As in Ancient Rome, slaves in Anglo-Saxon England could gain their freedom:
The manumission (freeing) of slaves was solemnized by ceremony, the presence of witnesses, and legal documentation...
The freeing ceremony could be performed in church, or at a cross-roads – symbolic that the freed now chooses his or her own path.
and
slaves who had gained their freedom would become part of an underclass of freedmen below the rank of ceorl.
Note: ceorl or churl = ordinary freeman, "a non-servile peasant",
According to the article Roman freedmen – slavery in ancient Rome, the book The Freedman in Roman Art and Art History (pdf), as well as Freedom and Slavery in Roman Law and Oxford Classical Dictionary, Roman freedmen sometimes (but not always) had some legal and / or social obligations to or dependency on their former owners as there were different conditions of manumission. These might include having to work part-time for the former master, restrictions on who a freedman could marry and legal provisions concerning property. It was also common for them to take their former master's name (e.g. Marcus Tullius Tiro was freed by Marcus Tullius Cicero).
Did freedmen have any obligations to their former masters in Anglo-Saxon England? If so, do we know what they were?

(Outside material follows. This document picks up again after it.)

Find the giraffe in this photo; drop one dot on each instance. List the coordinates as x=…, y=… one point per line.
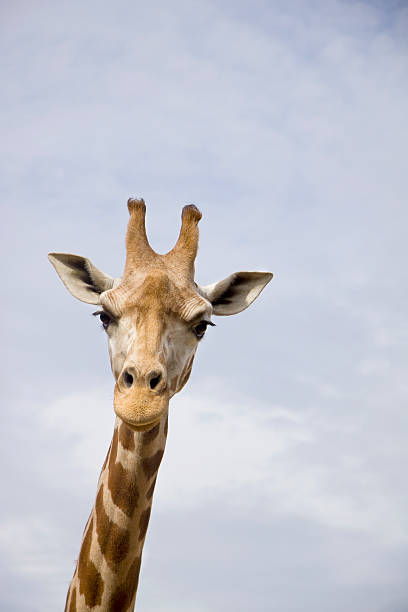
x=154, y=318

For the time frame, any time from the rise of the Anglo-Saxon kingdoms in England to the Norman conquest would be of interest, though I doubt much is known about the early period. I'll narrow this if it proves too broad (which may be the case if the Viking presence changed things).
Note: I did not make it clear in the original wording of this question that I am citing Rome merely as a source of examples of what obligations freedmen might have. In clarifying this point, I do not in any way intend to invalidate Pieter Geerkens' useful and informative answer.